I am fond of all iris and even have an iris tattoo on my leg. But one of my favorites is my Grape Kool-Aid Iris, a simple purple iris with a strong and lovely aroma, reminiscent of grape Kool-Aid. About fifteen years ago, maybe more, there was a flurry of letters in Organic Gardening Magazine, describing this iris and trying to track it down. A few years later I found an offer for Grape Kool-Aid Iris in the Flower and Herb Seed Savers Exchange from a gardener in upstate New York. He sent me some fat rhizomes and they have become a major feature in my early summer garden.

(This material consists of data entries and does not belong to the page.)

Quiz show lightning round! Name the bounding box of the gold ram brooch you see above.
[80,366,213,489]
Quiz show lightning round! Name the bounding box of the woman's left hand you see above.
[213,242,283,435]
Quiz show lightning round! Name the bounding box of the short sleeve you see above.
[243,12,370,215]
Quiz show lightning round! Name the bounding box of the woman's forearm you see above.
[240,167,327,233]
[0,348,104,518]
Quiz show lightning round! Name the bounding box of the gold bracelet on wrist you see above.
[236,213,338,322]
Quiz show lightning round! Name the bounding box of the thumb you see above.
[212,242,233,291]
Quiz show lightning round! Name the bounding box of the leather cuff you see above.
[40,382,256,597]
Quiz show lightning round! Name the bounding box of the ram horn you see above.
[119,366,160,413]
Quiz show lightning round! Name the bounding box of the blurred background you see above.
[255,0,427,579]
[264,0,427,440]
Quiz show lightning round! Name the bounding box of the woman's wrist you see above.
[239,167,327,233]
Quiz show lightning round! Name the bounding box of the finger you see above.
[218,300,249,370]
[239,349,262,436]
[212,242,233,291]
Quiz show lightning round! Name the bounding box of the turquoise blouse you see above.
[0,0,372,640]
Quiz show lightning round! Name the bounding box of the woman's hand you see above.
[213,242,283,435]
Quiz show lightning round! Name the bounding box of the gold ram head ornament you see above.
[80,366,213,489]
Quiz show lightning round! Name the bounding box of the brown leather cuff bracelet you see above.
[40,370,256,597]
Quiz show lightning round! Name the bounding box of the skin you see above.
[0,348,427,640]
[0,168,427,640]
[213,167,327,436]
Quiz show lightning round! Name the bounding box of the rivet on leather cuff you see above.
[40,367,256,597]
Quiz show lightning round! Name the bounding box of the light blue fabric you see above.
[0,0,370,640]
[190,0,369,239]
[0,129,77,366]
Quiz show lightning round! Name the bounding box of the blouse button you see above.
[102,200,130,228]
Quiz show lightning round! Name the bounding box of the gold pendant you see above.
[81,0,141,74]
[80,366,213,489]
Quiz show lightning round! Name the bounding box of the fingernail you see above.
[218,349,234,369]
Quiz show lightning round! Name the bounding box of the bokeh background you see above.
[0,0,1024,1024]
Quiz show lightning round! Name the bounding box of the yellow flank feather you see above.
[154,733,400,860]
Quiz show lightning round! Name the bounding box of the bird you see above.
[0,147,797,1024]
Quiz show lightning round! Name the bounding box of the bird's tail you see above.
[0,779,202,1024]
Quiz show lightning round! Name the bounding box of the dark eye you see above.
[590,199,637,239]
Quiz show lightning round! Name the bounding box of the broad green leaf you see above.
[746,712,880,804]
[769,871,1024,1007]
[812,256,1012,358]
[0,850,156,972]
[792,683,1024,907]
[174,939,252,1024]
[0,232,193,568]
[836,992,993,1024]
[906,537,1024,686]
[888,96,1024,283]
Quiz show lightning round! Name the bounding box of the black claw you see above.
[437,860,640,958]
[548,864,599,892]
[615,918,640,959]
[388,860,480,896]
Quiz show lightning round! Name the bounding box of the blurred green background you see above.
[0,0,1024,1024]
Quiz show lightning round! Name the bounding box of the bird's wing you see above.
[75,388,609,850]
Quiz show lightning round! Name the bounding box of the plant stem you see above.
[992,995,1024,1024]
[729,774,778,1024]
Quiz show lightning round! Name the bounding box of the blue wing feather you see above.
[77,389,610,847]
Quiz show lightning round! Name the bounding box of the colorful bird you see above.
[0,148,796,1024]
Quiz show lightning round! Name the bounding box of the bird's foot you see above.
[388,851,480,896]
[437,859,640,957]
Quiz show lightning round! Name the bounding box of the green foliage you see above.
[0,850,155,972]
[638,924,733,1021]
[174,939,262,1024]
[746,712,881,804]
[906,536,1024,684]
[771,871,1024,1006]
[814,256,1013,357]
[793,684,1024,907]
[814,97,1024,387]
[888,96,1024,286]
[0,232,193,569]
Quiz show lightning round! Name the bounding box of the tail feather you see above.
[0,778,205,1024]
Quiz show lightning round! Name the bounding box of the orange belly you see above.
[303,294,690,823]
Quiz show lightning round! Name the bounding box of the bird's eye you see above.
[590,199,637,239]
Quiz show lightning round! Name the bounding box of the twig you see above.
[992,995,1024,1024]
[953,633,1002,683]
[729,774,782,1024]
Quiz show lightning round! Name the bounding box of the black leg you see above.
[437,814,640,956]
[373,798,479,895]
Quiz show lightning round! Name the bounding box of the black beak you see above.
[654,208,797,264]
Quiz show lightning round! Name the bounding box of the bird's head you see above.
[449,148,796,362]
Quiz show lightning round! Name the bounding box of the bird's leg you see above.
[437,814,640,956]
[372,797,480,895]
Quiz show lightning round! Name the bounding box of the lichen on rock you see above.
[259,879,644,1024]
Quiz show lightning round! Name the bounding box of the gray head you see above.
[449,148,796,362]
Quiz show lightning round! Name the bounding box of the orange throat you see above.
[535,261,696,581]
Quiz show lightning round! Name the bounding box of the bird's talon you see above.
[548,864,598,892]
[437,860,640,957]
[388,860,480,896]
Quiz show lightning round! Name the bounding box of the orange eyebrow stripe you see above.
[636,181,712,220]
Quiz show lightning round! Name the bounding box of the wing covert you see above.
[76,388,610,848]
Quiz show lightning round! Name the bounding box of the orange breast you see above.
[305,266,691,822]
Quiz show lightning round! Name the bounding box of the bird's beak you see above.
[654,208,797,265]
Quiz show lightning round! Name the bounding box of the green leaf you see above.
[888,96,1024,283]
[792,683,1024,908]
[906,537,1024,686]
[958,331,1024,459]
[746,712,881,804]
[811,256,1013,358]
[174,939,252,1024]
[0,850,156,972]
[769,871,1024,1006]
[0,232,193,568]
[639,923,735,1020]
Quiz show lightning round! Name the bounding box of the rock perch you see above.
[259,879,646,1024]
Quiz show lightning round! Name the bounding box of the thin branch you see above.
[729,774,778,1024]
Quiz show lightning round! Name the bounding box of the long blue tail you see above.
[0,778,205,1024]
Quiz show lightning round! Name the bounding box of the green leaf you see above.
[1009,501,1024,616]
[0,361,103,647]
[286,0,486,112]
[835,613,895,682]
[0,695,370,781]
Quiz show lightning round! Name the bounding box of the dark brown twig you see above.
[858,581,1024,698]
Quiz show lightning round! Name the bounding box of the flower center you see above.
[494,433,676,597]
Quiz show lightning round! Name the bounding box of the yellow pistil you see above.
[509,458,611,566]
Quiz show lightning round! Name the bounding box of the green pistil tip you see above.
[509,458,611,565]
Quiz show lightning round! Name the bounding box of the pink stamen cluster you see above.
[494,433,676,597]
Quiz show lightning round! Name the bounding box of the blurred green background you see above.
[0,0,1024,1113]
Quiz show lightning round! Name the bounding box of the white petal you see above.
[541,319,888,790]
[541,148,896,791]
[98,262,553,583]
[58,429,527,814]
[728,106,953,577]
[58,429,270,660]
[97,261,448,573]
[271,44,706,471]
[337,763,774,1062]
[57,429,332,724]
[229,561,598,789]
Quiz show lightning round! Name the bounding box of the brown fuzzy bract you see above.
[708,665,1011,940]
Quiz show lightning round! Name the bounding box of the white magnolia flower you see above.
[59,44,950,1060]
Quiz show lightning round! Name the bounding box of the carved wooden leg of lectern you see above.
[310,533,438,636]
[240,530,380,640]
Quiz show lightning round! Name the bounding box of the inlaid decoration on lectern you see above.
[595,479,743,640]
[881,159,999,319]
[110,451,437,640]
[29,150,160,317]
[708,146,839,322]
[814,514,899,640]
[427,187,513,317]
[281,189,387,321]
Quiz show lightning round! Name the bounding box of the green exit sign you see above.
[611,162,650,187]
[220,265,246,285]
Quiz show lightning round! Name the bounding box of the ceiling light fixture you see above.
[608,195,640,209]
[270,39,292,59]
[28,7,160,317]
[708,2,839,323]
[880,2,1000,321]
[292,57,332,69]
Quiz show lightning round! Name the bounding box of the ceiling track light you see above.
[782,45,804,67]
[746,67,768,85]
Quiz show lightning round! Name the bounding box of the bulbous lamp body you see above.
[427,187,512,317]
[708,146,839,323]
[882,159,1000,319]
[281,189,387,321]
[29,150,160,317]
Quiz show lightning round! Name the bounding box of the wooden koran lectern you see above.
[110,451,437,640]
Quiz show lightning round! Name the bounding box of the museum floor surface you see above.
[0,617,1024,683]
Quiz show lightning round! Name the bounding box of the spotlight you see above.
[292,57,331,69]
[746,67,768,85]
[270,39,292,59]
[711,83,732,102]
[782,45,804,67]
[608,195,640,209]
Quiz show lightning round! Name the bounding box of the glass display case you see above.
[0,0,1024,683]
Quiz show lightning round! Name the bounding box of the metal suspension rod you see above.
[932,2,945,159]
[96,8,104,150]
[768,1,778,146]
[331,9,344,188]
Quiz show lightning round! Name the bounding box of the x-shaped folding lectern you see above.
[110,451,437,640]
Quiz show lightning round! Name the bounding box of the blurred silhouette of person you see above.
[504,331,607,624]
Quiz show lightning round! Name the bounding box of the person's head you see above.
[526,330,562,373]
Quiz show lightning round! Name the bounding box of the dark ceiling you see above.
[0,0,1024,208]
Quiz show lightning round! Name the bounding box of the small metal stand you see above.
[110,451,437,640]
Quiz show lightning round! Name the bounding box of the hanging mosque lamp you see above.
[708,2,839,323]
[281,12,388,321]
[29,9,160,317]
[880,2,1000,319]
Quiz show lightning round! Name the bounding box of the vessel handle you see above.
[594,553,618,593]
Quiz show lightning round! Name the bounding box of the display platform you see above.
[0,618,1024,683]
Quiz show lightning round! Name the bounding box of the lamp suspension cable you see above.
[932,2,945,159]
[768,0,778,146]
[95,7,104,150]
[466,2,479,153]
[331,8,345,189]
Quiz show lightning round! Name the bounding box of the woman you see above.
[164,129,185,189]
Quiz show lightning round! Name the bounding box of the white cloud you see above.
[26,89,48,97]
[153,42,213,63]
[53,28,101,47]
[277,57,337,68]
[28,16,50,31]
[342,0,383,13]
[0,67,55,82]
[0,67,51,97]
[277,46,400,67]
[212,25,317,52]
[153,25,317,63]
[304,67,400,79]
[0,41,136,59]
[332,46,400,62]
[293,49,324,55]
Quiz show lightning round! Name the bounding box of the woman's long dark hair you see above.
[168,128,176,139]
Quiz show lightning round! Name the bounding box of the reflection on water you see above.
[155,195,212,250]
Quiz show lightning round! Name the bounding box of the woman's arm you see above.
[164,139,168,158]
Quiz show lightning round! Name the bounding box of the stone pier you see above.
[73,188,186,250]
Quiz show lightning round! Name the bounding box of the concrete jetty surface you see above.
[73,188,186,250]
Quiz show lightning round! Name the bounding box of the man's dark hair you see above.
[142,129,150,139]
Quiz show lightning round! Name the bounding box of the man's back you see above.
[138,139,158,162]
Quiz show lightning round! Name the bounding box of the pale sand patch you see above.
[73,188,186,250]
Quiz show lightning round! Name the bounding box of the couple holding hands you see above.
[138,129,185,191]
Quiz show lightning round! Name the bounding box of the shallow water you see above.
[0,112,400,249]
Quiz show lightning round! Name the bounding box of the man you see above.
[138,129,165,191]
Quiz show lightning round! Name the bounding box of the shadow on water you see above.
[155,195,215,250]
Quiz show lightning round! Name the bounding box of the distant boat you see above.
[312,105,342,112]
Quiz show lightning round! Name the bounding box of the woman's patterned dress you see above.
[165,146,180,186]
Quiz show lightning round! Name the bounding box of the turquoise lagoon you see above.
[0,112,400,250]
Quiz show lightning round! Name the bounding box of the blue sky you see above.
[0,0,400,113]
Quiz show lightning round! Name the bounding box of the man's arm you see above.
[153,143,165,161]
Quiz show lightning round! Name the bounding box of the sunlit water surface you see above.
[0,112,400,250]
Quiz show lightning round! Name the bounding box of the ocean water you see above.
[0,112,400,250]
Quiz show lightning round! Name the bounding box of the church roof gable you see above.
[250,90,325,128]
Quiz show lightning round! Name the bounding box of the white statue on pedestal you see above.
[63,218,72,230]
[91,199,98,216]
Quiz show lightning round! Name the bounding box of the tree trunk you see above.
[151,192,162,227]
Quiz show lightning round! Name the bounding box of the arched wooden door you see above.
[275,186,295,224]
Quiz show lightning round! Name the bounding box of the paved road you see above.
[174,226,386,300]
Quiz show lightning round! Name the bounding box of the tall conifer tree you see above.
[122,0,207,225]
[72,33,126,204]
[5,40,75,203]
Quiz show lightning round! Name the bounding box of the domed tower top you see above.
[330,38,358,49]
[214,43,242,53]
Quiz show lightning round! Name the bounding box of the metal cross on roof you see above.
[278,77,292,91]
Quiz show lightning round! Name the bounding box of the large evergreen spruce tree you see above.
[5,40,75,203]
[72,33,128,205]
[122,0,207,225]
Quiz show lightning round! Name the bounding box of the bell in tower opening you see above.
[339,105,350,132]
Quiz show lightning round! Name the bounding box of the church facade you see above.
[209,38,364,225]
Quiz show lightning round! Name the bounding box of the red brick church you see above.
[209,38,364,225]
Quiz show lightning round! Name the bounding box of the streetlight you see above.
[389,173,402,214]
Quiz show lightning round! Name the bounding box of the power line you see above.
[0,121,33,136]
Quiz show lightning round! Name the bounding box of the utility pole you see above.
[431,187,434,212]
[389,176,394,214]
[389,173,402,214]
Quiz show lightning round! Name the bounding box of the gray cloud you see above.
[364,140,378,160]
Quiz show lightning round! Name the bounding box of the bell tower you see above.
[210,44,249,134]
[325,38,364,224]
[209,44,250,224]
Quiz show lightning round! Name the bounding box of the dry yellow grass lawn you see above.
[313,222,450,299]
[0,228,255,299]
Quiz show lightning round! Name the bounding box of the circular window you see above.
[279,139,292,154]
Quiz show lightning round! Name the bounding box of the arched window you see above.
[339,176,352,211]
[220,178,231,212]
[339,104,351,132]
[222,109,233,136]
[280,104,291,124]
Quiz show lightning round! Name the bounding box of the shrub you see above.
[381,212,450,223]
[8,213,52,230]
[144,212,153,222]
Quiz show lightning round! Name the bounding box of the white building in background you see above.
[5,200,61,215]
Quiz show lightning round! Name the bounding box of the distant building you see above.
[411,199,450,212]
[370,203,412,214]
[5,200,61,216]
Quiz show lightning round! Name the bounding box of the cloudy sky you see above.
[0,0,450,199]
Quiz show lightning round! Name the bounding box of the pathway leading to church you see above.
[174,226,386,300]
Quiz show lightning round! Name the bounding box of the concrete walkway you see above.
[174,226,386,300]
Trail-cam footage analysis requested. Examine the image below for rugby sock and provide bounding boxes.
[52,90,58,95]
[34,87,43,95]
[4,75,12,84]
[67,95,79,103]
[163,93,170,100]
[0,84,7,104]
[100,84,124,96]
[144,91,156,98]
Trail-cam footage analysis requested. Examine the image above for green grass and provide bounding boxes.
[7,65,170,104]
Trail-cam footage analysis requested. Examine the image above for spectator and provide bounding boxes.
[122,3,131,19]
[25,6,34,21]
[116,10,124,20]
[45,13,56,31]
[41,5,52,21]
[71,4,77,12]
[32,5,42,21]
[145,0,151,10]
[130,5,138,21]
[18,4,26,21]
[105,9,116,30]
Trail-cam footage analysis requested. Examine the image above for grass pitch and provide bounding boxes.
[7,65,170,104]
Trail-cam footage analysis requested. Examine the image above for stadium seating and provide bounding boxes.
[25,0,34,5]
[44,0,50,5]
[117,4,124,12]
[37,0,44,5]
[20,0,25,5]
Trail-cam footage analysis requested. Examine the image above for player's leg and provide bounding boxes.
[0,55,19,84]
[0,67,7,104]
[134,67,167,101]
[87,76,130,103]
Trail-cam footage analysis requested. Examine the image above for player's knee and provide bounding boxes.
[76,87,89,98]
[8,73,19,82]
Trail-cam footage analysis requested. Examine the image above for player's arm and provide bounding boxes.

The photographs here are my grape iris, including a Polaroid Manipulation. This was taken with an old Polaroid SX-70 Land camera from the 1970’s using Time Zero film. The emulsion of this film does not set immediately and I move it around with knitting needles to create a painterly effect.

Growing Iris:

Bearded iris are simple to grow. The rhizomes are usually shipped in late summer and are planted flat just below the soil surface in ordinary garden soil, not too rich. I transplant them at any time after they flower, they can even be left to bake in the sun with roots bare for a few days without harm. The only problem I have with iris is weeds which seem to love to grow around them, under them, all over them. I have a lot of garden and weeds tend to get ahead of me so I just dig the iris out every other year or so and pull the weeds off the roots and then put them back into the ground. They don’t mind at all. Iris need to be divided every few years anyway. The dead, withered parts of the rhizomes can be cut off and each piece that has leaf growth can be planted as a new plant.

Garden Resource:

The Seed Savers Exchange and the Flower and Herb Exchange
Seed Savers is a non-profit corporation dedicated to the preservation of heirloom seeds. They publish two fat catalogues each year full of member’s offers of seeds and plants, One is dedicated to vegetables and the other to flowers and herbs. This is a wonderful source for seeds, many handed down in families over generations, and also a great way to meet and share with other gardeners.

Grape Kool-Aid Iris

Friday, June 20, 2008


What better flower than the beautiful peony for my first blog entry? On my hillside in Southwest New Hampshire they are at the height of bloom now in mid-June. I grow dozens of varieties from big saucer singles to the voluptuous doubles that can barely hold up their huge blooms.

I find them beautiful in every way. An elegant garden plant with foliage that remains green and healthy long after the flowers are gone. Extraordinary bouquets. And beautiful even in the tiny details.

Growing Information:

Peonies are very easy to grow, at least in cold climates. The crown needs to freeze a bit to produce flowers so don’t plant them too deeply. The crown should be just below the soil level, too deep and there will be no flowers.
Peonies seem to last forever with very little care and can be seen blooming away on abandoned New England farmsteads .
They do take a few years to become established and put on a good show. Being impatient I usually buy plants in sets of three and plant them together in a small triangle. This way I get a big plant in a year or two.
Traditional advice is to plant peonies after their growth has died back in the fall but I have had great luck planting potted peonies in full growth in the spring. Similarly I have ignored advice to only transplant in the fall. I transplant throughout the summer without problem.

I don’t cut back old growth in the fall but leave it til the next spring. This is probably a very bad idea if your peonies tend to get diseased but mine never have. I reason that the old foliage gives them some winter protection but it is probably just laziness. Tree peonies which are shrubs, not herbaceous perennials, should, of course, never be cut back unless there are dead branches.